La Cina lancia il sistema operativo mobile approvato dal governo

{mp4remote}/images/video/COS%20(China%20Operating%20System).mp4{/mp4remote}

Il governo cinese ha annunciato un sistema operativo mobile progettato per rompere quello che considera essere il monopolio del software straniero. Il sistema operativo approvato è conosciuto come COS (Cina Operating System) ed è stato sviluppato in collaborazione con l’Istituto cinese del Software presso l’Accademia Cinese delle Scienze (ISCAS) e Shanghai Liantong.

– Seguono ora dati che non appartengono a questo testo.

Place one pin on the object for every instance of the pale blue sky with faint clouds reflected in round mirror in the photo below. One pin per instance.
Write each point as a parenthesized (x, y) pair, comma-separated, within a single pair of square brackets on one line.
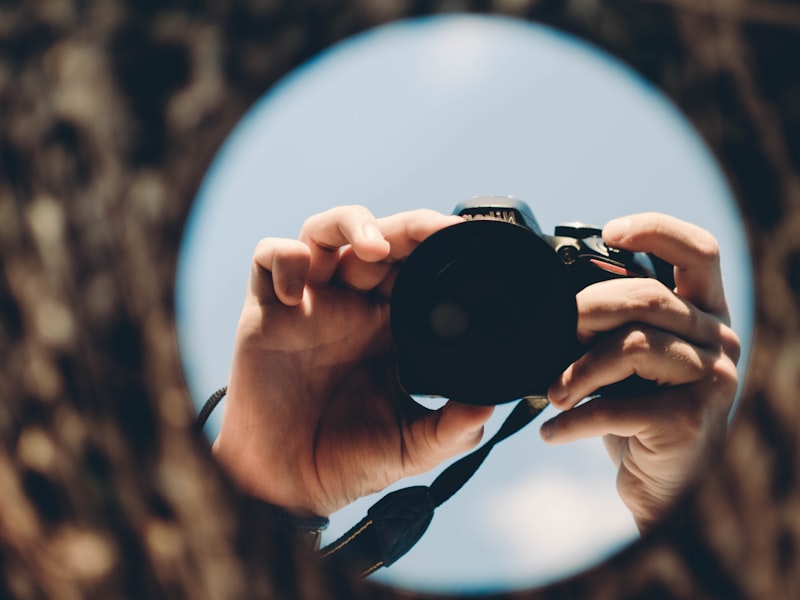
[(426, 114)]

Il sistema operativo è open-source, basato su Linux con quello che sembra essere anche una pesante influenza da HTC. Non c’è nulla di ufficiale sul fatto che HTC sia stata coinvolta anche se, voci precedenti, suggerivano lo fosse. Il sistema operativo, per quel poco che viene mostrato nel video promo, appare funzionare come Android (e, in particolare, HTC Sense 5).
Come con qualsiasi altro sistema operativo mobile, il software funziona non solo su smartphone ma, anche, televisori, set-top box e tablet. E da quello che abbiamo sentito finora, le applicazioni Android saranno più che probabilmente eseguite sulla nuova piattaforma.

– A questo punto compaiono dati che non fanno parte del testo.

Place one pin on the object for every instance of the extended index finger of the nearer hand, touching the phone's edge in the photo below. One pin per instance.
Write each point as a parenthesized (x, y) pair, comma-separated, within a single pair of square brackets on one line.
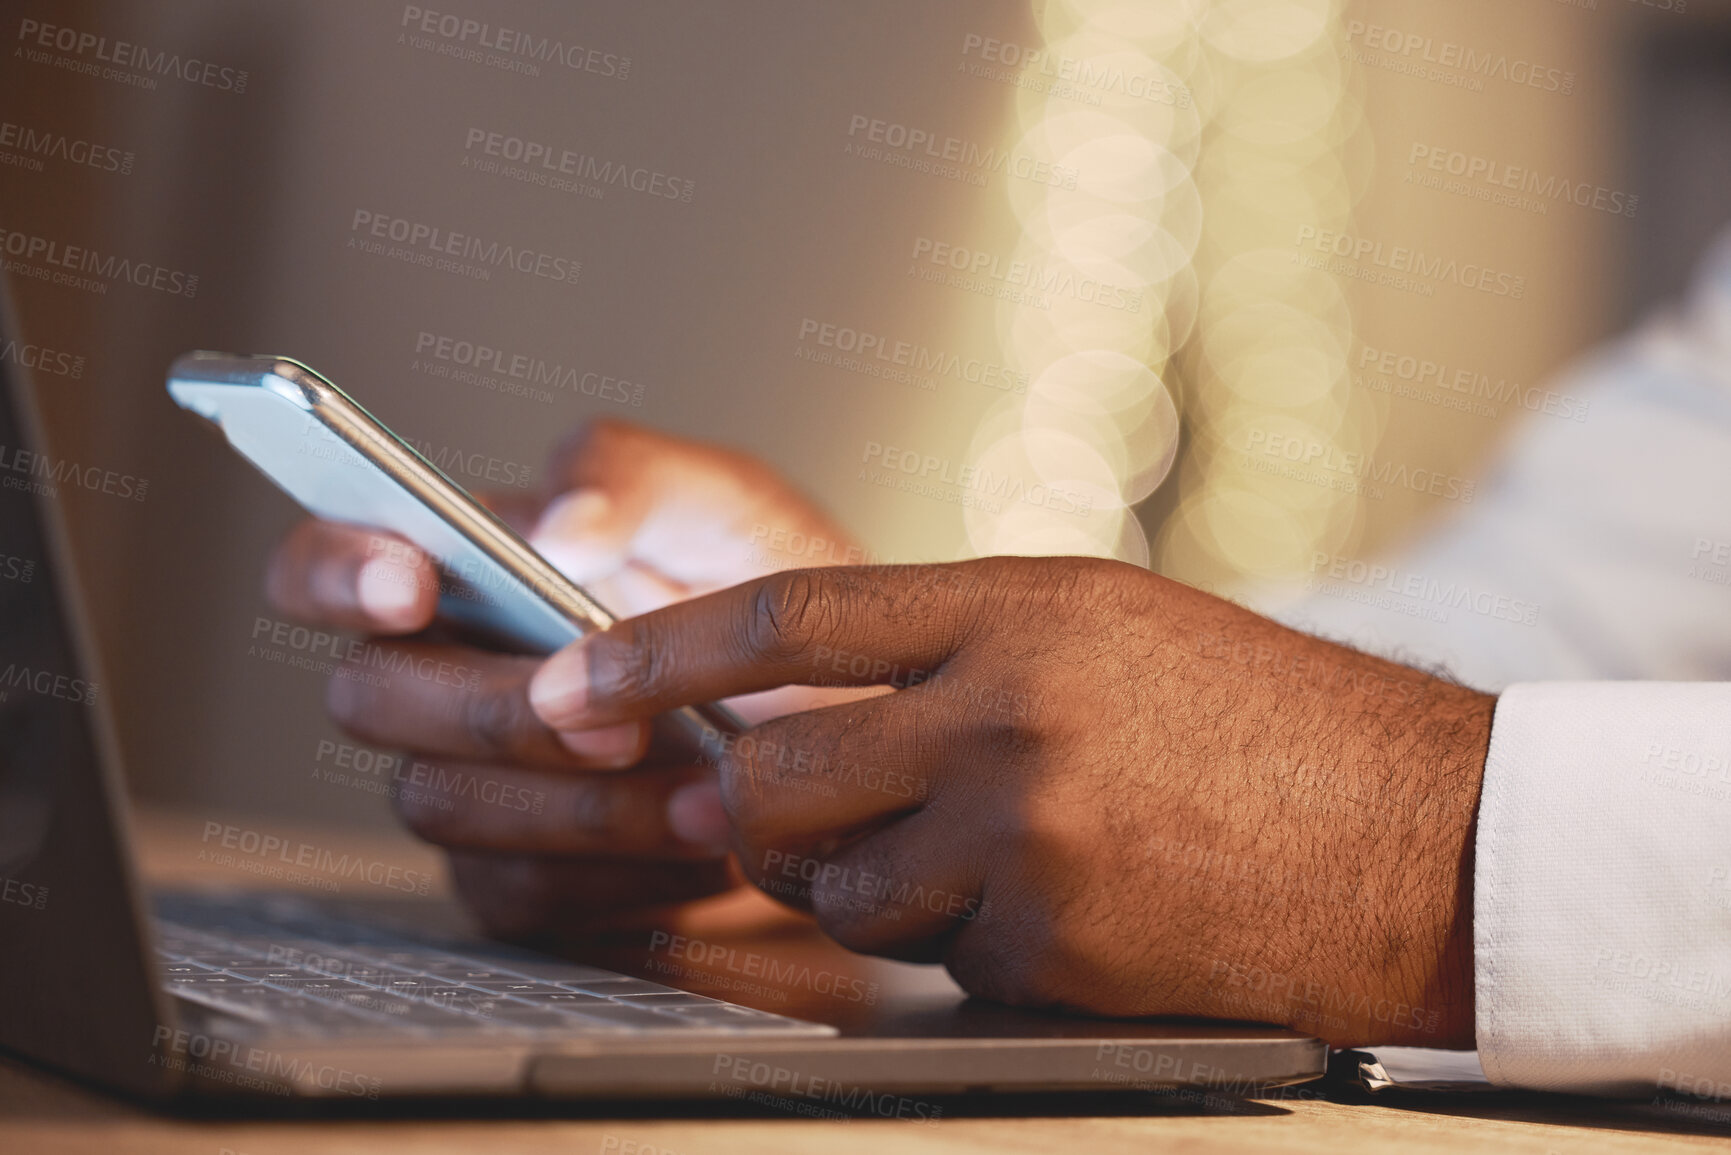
[(882, 626)]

Durante il lancio di ieri (15 gennaio 2014), il capo della ISCAS ha criticato IOS di Apple per essere un ecosistema chiuso. Ma c’è di più, i funzionari hanno sottolineato anche i problemi di frammentazione di Android mentre Windows Phone è stato criticato per la scarsa sicurezza.

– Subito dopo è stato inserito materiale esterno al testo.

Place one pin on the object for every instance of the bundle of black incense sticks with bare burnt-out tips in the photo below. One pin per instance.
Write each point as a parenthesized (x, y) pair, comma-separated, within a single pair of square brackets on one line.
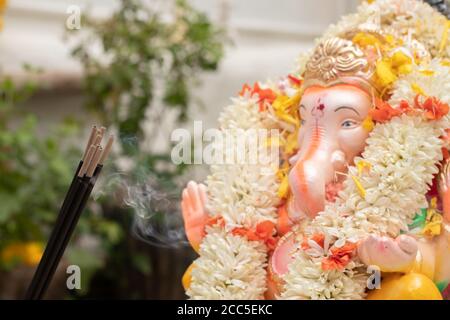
[(74, 203)]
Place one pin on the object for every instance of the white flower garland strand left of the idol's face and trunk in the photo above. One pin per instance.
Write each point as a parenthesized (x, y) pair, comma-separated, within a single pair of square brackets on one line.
[(230, 266)]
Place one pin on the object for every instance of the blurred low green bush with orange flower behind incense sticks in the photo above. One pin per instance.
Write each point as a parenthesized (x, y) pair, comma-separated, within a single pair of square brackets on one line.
[(35, 173)]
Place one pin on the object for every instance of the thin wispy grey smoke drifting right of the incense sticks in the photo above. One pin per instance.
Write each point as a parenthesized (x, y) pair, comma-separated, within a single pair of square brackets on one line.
[(155, 201)]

Sarà interessante vedere che tipo d’impatto COS avrà sui sistemi operativi concorrenti nella regione, soprattutto considerando il recente accordo che Apple è stata in grado di imbastire con China Mobile. L’iPhone sarà in vendita tramite tale società a partire da domani a seguito di negoziati iniziati nel 2008 con l’allora CEO Steve Jobs.